Refleksi Perubahan Sosial

Jika dikaitkan dengan kasus-kasus yang melibatkan Islam belakangan ini seperti sweeping FPI di kendal atau kasus terorisme lainnya, saya melihat terjadi kesalahpahaman untuk mengaplikasikan perubahan sosial menuju kebaikan berdasarkan nilai-nilai islam. Kesalahpahaman ini condong kepada bagaimana mereka oknum pelaku memaksakan perubahan sosial langsung kepada perubaha institusional bukan perubahan individu terlebih dahulu. Tidak sesuainya konsepsi perubahan sosial menurut islam dengan apa yang diimplementasikan telah membuat perubahan sosial secara islam mendapat tanggapan negatif dari banyak kalangan dan tidak sesuai dengan harapan pemuka agama.

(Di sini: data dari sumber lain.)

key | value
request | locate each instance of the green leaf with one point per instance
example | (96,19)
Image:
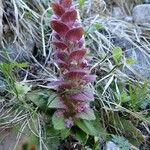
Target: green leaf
(89,115)
(117,54)
(81,136)
(54,101)
(121,142)
(126,127)
(22,88)
(125,97)
(58,122)
(87,127)
(39,97)
(130,61)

Perubahan institusional dalam konteks terbatas seperti organisasi mungkin mampu berdampak kepada perubahan individu. Misalnya, suatu perusahaan menerapkan kebijakan baru mengenai jam kerja. Kebijakan tersebut berlaku untuk seluruh karyawan dan jika ada yang melanggar akan mendapatkan sanksi. Secara perlahan para karyawan pun siap akan perubahan tersebut tanpa ada keinginan untuk membangkang.


Untuk konteks yang lebih luas seperti dalam tataran negara atau dunia, perubahan institusional sangat sulit untuk memberikan dampak kepada perubahan individu. Karena aturan main yang berlaku tidak mengikat dengan kuat. Aturan main yang berlaku hanya berlaku untuk beberapa hal yang menyinggung masalah hukum formal yang berlaku universal atau yang telah diatur oleh negara. Sehingga perubahan sosial secara islam lebih mengutamakan perubahan individu terlebih dahulu yang diikuti dengna perubahan institusional berikutnya. Ketika setiap individu berubah dan mengajak orang lain berubah, maka kumpulan individu tersebut secara otomatis memberikan dampak kepada perubahan institusional.


Kesalahpahaman cara yang terjadi pada kasus FPI atau terorisme yang mengusung kekerasan untuk memberikan shock therapy kepada tataran yang makro dan luas saat ini telah mempersulit jalan islam dalam mengusung perubahan sosial yang sesuai dengan nilai-nilai ideal yang ada. Selanjutnya tugas semua umat islam adalah bagaimana cara kekerasan untuk melakukan perubahan sosial dapat diminimalisir untuk mempermudah jalan islam mengusung perubahan sosial. Selain itu, cara yang lebih efektif untuk saat ini lebih kepada bagaimana umat islam menyebarkan virus positif yang sesuai dengan nilai-nilai islam tanpa harus menonjolkan keislaman yang berlebihan.